# MFF party!



## HallowQueen (May 26, 2017)

Just booked my booth for MFF and we have plenty of time to get it going, but i will be hosting some parties in my suite during the con! there will be an art showing of a fully robotic fursuit head, exotic foods and candies, prizes and more! to get in all you gotta do is find my booth in the dealer's den and make a donation to our charity to stop human trafficking and get a pass ribbon!
i will make posts both here and on my FA as details fill out! early donations and those that buy fursuits from me will receive special treatment! in the end 5,000$ worth of art and  prizes will be auctioned and raffled off in the room! 
support the party and donate early to get custom goodies when the con hits! order a fursuit now and be a suiter VIP!!
HallowQueen costumes directly supports operation underground railroad for the rescue of victims of human trafficking and their rehabilitation
Help a good cause and get some awesome stuff!
C'MON, JUST DO IT!!! <3

further details will be availible soon, anyone interested in being a part of this, please feel free to chat me up!


----------



## DuranWolf (Jun 3, 2017)

I'm going to MFF! I'll definitely check out your booth.


----------



## RivendellWolf (Jun 9, 2017)

For some reason I thought MFF was this month.

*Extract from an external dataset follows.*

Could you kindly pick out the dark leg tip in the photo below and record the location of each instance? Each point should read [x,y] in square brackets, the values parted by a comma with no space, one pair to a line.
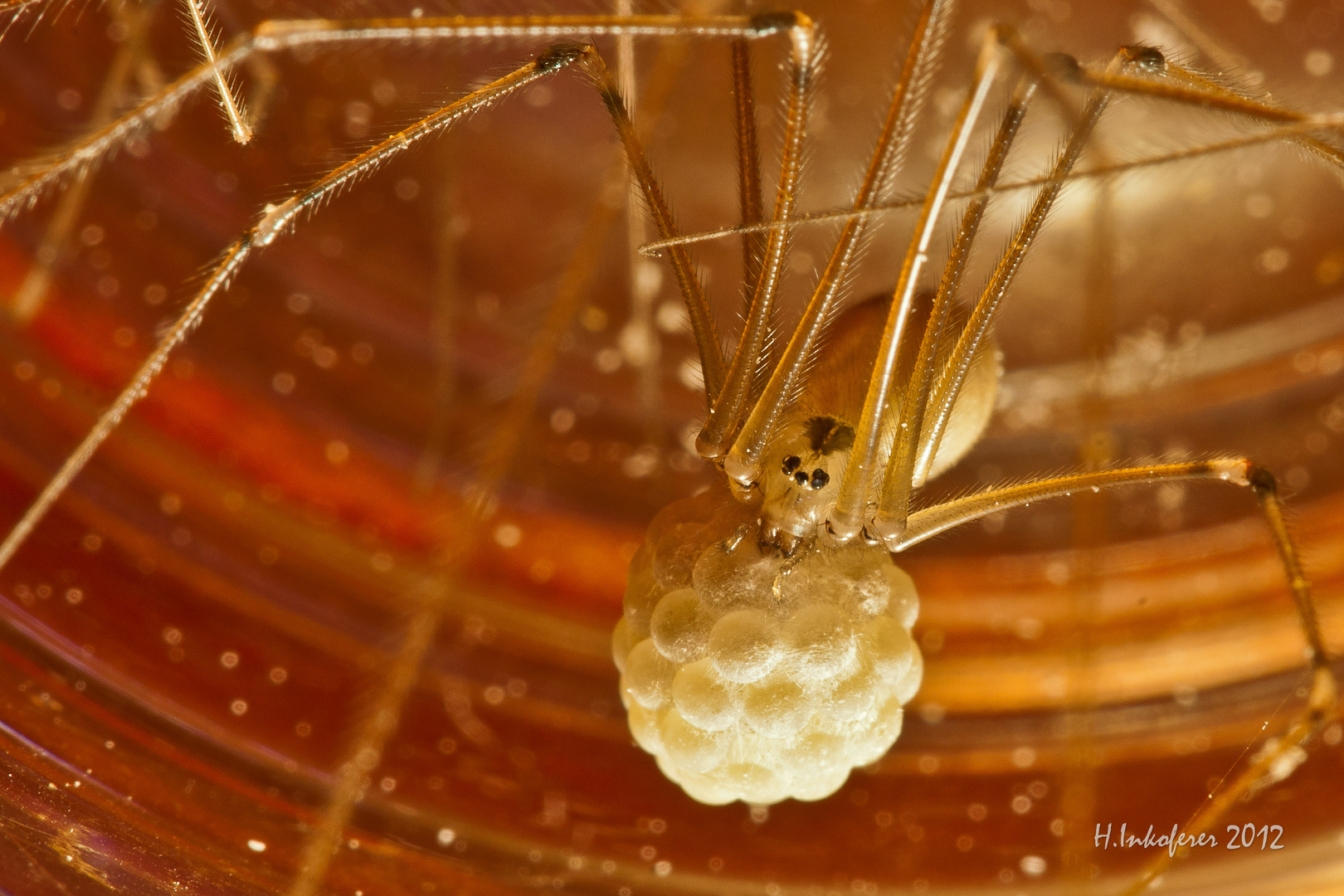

I just found out its in late November/Early December. I'm making plans to be there!


----------



## DuranWolf (Jun 9, 2017)

Anthrocon starts on June 29 in Pittsburgh.


----------



## RivendellWolf (Jun 9, 2017)

Ahh! That must have been my source of confusion. At least there are still rooms at adjoining hotels at MFF, so I can make plans to be there. MFF will be the "big con" debut of my suit, although the official debut will be at Anthro Weekend Utah.


----------



## DuranWolf (Jun 9, 2017)

I'll be at MFF! Maybe we'll bump into each other there!


----------



## RivendellWolf (Jun 9, 2017)

Cool! Hope to see you there.


----------



## HallowQueen (Jun 9, 2017)

ROOM PARTAAAAAAAAY! <3


----------



## DuranWolf (Jun 9, 2017)

That would be fun!


----------



## RivendellWolf (Jun 16, 2017)

Woooo! Just registered and booked my hotel for MFF!


----------



## riuken (Jul 23, 2017)

I hope to see you, and to attend your party, how much is there to donate?


----------



## RivendellWolf (Nov 28, 2017)

Just a heads to the few who have been watching this thread, I'm 90% sure Hallow Queen will not make it to MFF this year. I'm hoping to arrange a meetup of FAF furs during the con at some point. Send me a PM here or on Twitter @Ryvahn if you're interested.


----------



## Deleted member 82554 (Nov 28, 2017)

Will there be any chlorine attacks at said con this year?


----------



## RivendellWolf (Nov 28, 2017)

Mr. Fox said:


> Will there be any chlorine attacks at said con this year?


The only gas attacks this year at the con will be the direct result of something I ate!


----------